Studies Questions A Talc And Ovarian Cancer Link
Johnson & Johnson has produced an entire website to defend the safety of the talc they use in Johnson's Baby Powder and other cosmetic products
Thursday, August 23, 2018 - Johnson & Johnson continues to proclaim that talc is safe contrary to the billions of dollars that have been awarded to plaintiffs suing them alleging that asbestos in Johnson's Baby Powder talc caused their cancers. Johnson & Johnson points to several studies to support their claims of talc's safety.
The first is the Nurses' Health Study (NHS) the largest women's health study in history, funded independently by the US government. According to Johnson and Johnson, the study found no connection between cancer, talc, and asbestos. According to the website http://www.factsabouttalc.com, "The study data showed no increase in the overall rate of ovarian cancer among the talc users, regardless of how often they used talc. There was no difference in the rate of ovarian cancer among women who used the powder directly on their bodies or on sanitary products."
Another study is also cited as demonstrating the safety of talc. Johnson & Johnson quote the expert opinion of the National Cancer Institute's Physician Data Query Editorial Board, which in April 2017 wrote, "The weight of evidence does not support an association between perineal talc exposure and an increased risk of ovarian cancer. No government health authority has concluded that talc can cause ovarian cancer."

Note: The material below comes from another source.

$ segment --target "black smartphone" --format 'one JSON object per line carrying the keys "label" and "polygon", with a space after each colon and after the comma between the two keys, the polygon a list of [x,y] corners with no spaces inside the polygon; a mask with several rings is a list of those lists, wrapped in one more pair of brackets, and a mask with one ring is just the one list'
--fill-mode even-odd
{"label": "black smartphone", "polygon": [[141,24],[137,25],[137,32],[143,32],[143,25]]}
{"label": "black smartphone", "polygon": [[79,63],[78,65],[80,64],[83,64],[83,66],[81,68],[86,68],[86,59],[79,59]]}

A third scientific study that Johnson & Johnson claims to support the safety of talc is the Women's Health Initiative Study. Approximately 30,000 women that used powder on their genitals, sanitary napkins or diaphragms were included. The study found "no increased risk of ovarian cancer in women who used talcum powder, regardless of the type of use. There was also no increase in risk among women who used powder for longer periods of time"
Talc is a substance composed of magnesium, oxygen, and silicon that is used primarily in the cosmetics industry to absorb moisture and for its smooth feel. Talcum powder has been used for decades by millions of women on their babies after each diaper change to absorb moisture and prevent diaper rash. A jury has recently determined that Johnson's Baby Powder contains asbestos, a known and deadly carcinogenic, and people are asking the question "Is Johnson's Baby Powder safe to use?" There is a growing body of evidence being presented by scientists and researchers that the answer to that question is a resounding no.
Talc is mined in close proximity, sometimes adjacent to asbestos mines in China, Italy and in Vermont in the United States and cross-contamination has been proven to happen. Once contaminated it is impossible to remove asbestos from talc.
If talc is in fact contaminated with asbestos, Johnson's Baby Powder may be the least of a woman's problems. Literally thousands of other products, some of which we have all used for our entire lives, also are talc-based. Most of the cosmetic products such as eyeliner, mascara, and makeup that women use are "talc based." Most antiperspirants are made from or contain talc. Sanitary napkins are laced with talc as well. Talcum powder cancer lawsuits allege that Johnson & Johnson was aware of the studies linking baby powder to ovarian cancer, yet chose not to warn consumers of the heightened risk.